The challenge was to create a fascination for colour and light that would be mainly pictorial with this material heavily associated with design. Thus, I used the plexiglass as if it was the paint: paying close attention to the specific effects occurring in the material. To make the most out of it, I have given up patterns to favour gradients that occur when a thick coat of acrylic paint gets thinner and let the colour of the panel appear. These gradients alter the colours, make the panels opaque and reduce the quantity of light that gets through them.
I created 3D paintings that hang to the wall but juts out into the room to catch surrounding light. Contrasting coloured panels overlap, creating new colours, light effects, and veils. The wall itself, painted black under some paintings, changes their hue and enhance this layering. Reversible, the paintings look contradictory when seen from different sides. However, one can easily mentally deconstruct their components, entirely exposed. This power of a painting to create an illusion, even when its material reality lay bare, is an important part of this project. Between transparency and opacity, illusion and objecthood, these paintings embody contradictions.
My warmest thanks to École des arts visuels et médiatiques and Faculté des arts of Université du Québec à Montréal, the Conseil des arts et des lettres du Québec and the Joseph Plaskett Foundation, who supported the development of this project. I would also like to acknowledge the contribution of my skilful, intelligent and reliable studio assistant, Éloïse Carrier, as well as Danny Glaude, David Allard Martin, Jean Talbot and Mario Baillargeon, who helped resolve many technical challenges. Thanks to NARS Foundation for the opportunity to show this work.
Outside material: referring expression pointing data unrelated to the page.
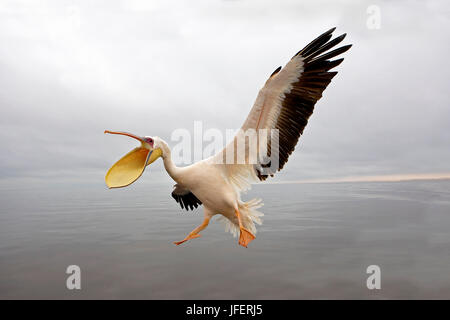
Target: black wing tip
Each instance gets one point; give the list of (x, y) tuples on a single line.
[(275, 72)]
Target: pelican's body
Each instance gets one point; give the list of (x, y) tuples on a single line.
[(283, 106)]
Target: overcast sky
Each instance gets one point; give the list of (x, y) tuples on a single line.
[(71, 69)]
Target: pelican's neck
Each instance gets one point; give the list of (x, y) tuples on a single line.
[(170, 167)]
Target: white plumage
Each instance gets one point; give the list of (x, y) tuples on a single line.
[(283, 105)]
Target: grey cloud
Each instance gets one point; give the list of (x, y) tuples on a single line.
[(70, 71)]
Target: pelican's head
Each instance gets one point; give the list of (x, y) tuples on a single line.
[(131, 166)]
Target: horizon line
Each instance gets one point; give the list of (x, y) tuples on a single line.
[(371, 178)]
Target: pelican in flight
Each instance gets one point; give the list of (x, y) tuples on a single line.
[(283, 105)]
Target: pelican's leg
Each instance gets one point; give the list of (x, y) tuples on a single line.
[(245, 236), (194, 233)]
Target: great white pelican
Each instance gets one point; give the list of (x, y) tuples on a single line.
[(285, 104)]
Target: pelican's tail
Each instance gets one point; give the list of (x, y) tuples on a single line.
[(250, 215)]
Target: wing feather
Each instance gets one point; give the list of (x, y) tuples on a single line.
[(185, 198), (285, 103)]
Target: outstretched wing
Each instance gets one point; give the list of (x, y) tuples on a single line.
[(285, 103), (185, 198)]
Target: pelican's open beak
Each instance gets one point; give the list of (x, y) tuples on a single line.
[(131, 166)]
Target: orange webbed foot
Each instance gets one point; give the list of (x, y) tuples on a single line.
[(189, 237), (245, 237)]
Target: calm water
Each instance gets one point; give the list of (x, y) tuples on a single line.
[(316, 242)]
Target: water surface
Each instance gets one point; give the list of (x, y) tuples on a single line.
[(316, 242)]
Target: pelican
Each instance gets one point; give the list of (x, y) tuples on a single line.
[(284, 105)]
Le Magasin, Arprim, Montreal
September 6 – October 13, 2018
Opening: Sept. 6, 5:30 PM
Myriam Dion, Marc-Antoine K. Phaneuf, François Lacasse, Micah Lexier, Julie Trudel et Studio Feed
Le Magasin is delighted to start this new year by a group show looking back at the last 3 years of editions printed by À l’affiche project.
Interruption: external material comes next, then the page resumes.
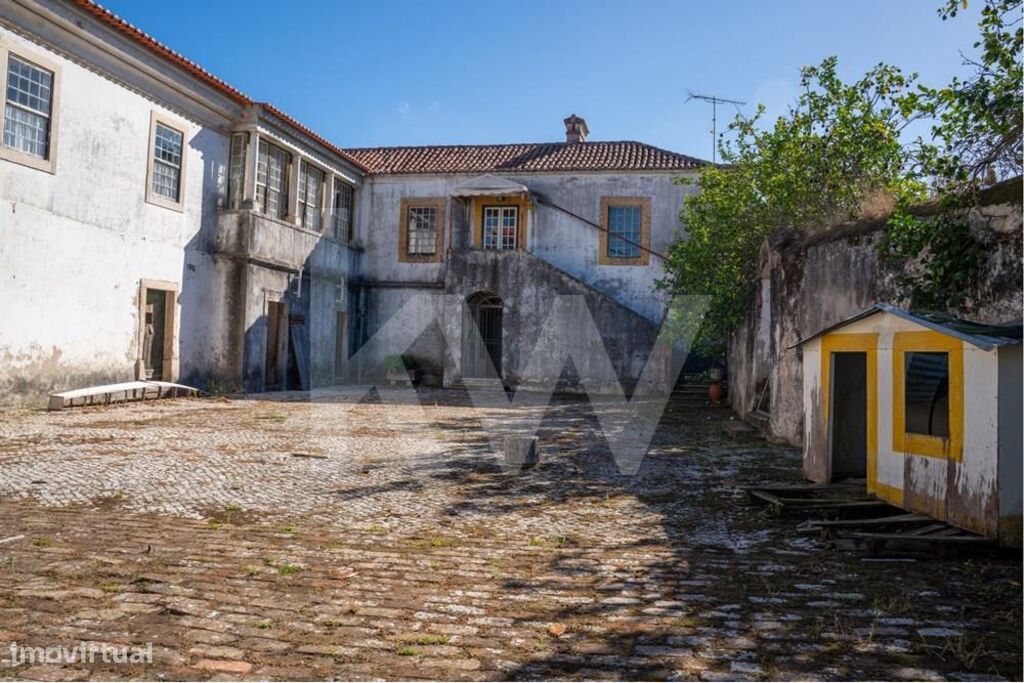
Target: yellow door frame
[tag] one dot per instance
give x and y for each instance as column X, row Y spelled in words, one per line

Thanks to the artists and Galerie Hugues Charbonneau.
September 30, 2017 to January 1, 2018
Curators: Bruce Grenville, Vancouver Art Gallery Senior Curator and David MacWilliam, artist and Emily Carr University of Art + Design professor
Entangled: Two Views on Contemporary Canadian Painting offers an insight into two distinctly different modes of painting that have come to dominate contemporary painting in this country. The origins of both can be effectively traced back to the 1970s, to a moment when the continued existence of painting was hotly debated. Within that debate two new strategies were devised, one that proposed the possibility of conceptual painting—a highly refined notion of painting that emerged from and returned to the idea—and a second, ambivalent proposition that valued actions and materials over ideas—in short, doing and making were pitted against ideas and concepts.
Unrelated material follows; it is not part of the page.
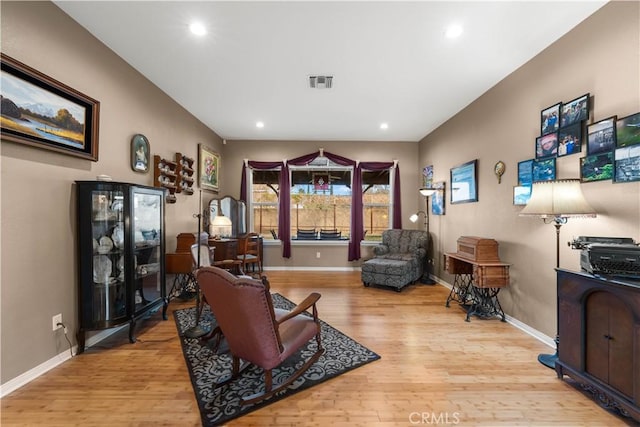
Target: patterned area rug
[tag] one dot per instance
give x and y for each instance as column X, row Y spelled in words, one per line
column 219, row 405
This exhibition traces the legacy of that debate and documents the work of 31 artists who have been largely responsible for the strong revival that painting now enjoys in this country. With work by artists from Halifax to Victoria and many places in-between, this exhibition offers a convincing survey of the lively debate that makes painting relevant and meaningful today.
It is with great pleasure that I am joining the École des arts visuels et médiatiques at Université du Québec à Montréal as Assistant Professor. In addition to enjoying this unique opportunity to develop my practice and to share my passion for painting, I am heartened to join such a wonderful team for the long term. I attach the utmost importance to the spirit of research, the commitment, the generosity and the professional rigor embodied by my future colleagues. I hope to contribute to that spirit for a long time, little by little, growing year by year.
As part of “À l’affiche”, a fundraising project by Arprim, I sought to translate into silkscreen my interest for the constraints and for the materiality of the medium.
The launch of this limited edition of 25 silkscreen prints was held on November 30, 2016.